My little happy list pep talk helped me cheer up yesterday, and when my big box of meds arrived at work, I didn't even freak out like I thought I would. Part of what made me start to snap out of it was that I met a former co-worker for lunch. She's a pretty upbeat person overall, but she is on medication for depression and has been for a long time. She's 36, single, has a job she hates, lives alone in a tiny one bedroom condo, and all of her family live 8 hours away. She would like to have a guy in her life, but it never seems to work out. She decided a long time ago that she probably wasn't cut out for kids, and she is not really bothered about it. I wonder though. If she had the right guy suddenly, would she change her mind?
Anyhow, after saying goodbye to her and walking back to my office, I felt guilty for feeling so bad for myself when I have so many great things in my life that others are still searching for. It seems like so many of us IF'ers are in the same boat. We have so much going for us, except this one big glaring exception. That contrast can be so startling that I often lose sight of everything else. So, I need to remember not to take the good things I have for granted.
While I'm feeling more positive, H is really, really depressed. He has been very teary eyed whenever we talk about treatment and has been moping around all week. I've been doing my best to cheer him up, but nothing is helping.
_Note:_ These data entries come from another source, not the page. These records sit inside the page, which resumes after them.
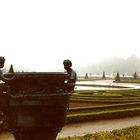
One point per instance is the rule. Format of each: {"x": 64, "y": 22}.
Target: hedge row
{"x": 81, "y": 117}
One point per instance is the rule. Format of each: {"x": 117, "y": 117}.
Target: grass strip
{"x": 81, "y": 117}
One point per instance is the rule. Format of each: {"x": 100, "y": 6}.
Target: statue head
{"x": 67, "y": 64}
{"x": 2, "y": 61}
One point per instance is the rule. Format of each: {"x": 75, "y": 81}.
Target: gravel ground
{"x": 80, "y": 129}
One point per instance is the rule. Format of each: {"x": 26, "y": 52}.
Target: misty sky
{"x": 40, "y": 34}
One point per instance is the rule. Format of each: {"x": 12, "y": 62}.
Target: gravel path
{"x": 80, "y": 129}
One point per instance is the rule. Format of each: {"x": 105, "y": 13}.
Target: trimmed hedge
{"x": 129, "y": 133}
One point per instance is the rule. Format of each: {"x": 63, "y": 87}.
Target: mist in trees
{"x": 116, "y": 64}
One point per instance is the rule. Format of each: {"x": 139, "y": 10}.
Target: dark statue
{"x": 34, "y": 103}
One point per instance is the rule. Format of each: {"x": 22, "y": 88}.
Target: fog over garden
{"x": 115, "y": 64}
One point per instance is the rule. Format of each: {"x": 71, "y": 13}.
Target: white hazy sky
{"x": 40, "y": 34}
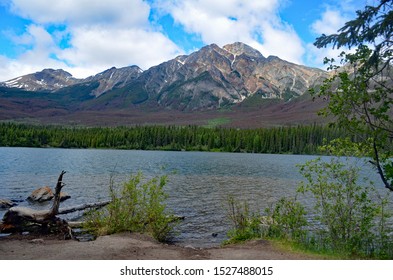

He is having a hard time at work right now, so that makes it even worse. Any ideas about how I can help him? He is taking this so hard, which is natural, but I don't want him to drown in it.
Today we're going to a party with some of his friends, and I'm worried that will make things even worse. A lot of the people going to be there have infants we haven't seen yet, and I know we're going to get questioned about our lack of child. I'm afraid my current good mood will go downhill pretty fast, and then I'll have no chance of pulling H out of his funk. At least there is one couple there that has proudly proclaimed that they never intend to have kids. They should be safe to hang out with if the baby talk gets too tough.
1 comment:
Hope you survived the party!
Poor H. I guess the reality of IVF is setting in for him. It is interesting how sometimes husbands and wives experience different emotions during this ivf journey.